Wal¶
Main WAL interface for append-only logging with automatic recovery and rotation.
Table of contents¶
Type Definition¶
The main write-ahead log type. Provides methods for: - Appending records - Syncing to disk - Reading records - Garbage collection
Thread Safety: Wal is Send + Sync and can be safely shared across threads using Arc<Wal>.
Constructor Methods¶
Wal::open¶
Opens a WAL, performing automatic recovery if needed.
Parameters:
- config: Configuration for the WAL
Returns:
- Ok((Wal, RecoveryInfo)): Opened WAL and recovery statistics
- Err(SegmentError): If opening failed
What it does: 1. Validates configuration 2. Creates WAL directory if it doesn't exist 3. Scans existing segments and recovers valid records 4. Truncates any corrupted data 5. Resumes writing from the last valid position
Example:
use nori_wal::{Wal, WalConfig};
let config = WalConfig::default();
let (wal, recovery_info) = Wal::open(config).await?;
println!("Recovered {} records", recovery_info.valid_records);
if recovery_info.corruption_detected {
log::warn!("Truncated {} bytes", recovery_info.bytes_truncated);
}
Errors:
- SegmentError::InvalidConfig: Invalid configuration
- SegmentError::Io: I/O error (disk full, permissions, etc.)
Wal::open_with_meter¶
pub async fn open_with_meter(
config: WalConfig,
meter: Arc<dyn Meter>,
) -> Result<(Self, RecoveryInfo), SegmentError>
Opens a WAL with custom observability.
Parameters:
- config: Configuration for the WAL
- meter: Custom metrics collector (implements nori_observe::Meter)

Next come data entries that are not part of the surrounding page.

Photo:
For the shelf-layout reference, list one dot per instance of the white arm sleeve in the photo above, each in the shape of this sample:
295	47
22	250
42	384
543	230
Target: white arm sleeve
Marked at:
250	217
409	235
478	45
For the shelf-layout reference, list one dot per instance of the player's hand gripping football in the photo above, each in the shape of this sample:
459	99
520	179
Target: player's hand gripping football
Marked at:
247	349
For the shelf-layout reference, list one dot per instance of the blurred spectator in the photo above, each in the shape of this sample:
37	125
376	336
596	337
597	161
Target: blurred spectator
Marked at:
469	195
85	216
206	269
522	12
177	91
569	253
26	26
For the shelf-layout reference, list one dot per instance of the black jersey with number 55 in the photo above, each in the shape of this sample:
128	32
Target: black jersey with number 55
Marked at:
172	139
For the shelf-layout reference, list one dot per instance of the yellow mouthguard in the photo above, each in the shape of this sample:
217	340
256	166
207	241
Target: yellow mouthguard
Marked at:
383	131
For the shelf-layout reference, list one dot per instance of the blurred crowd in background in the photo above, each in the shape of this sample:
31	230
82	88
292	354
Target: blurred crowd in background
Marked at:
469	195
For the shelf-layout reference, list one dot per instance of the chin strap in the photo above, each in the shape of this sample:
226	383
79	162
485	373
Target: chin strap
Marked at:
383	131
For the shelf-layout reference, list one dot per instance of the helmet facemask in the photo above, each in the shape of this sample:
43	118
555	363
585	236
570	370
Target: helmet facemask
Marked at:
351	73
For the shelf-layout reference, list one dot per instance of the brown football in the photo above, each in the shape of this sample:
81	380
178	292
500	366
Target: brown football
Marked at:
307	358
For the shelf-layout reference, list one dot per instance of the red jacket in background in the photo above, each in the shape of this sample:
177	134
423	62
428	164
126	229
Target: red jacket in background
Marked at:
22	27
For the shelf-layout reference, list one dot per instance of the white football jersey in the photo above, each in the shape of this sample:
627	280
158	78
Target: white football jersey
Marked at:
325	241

Returns: Same as Wal::open
Use when: - Integrating with custom metrics systems - Emitting events to dashboards - Advanced monitoring/debugging
Example:
use nori_wal::Wal;
use std::sync::Arc;
let meter = Arc::new(MyCustomMeter::new());
let (wal, info) = Wal::open_with_meter(config, meter).await?;
Write Methods¶
append¶
Appends a single record to the WAL.
Parameters:
- record: The record to append
Returns:
- Ok(Position): Where the record was written (segment ID + offset)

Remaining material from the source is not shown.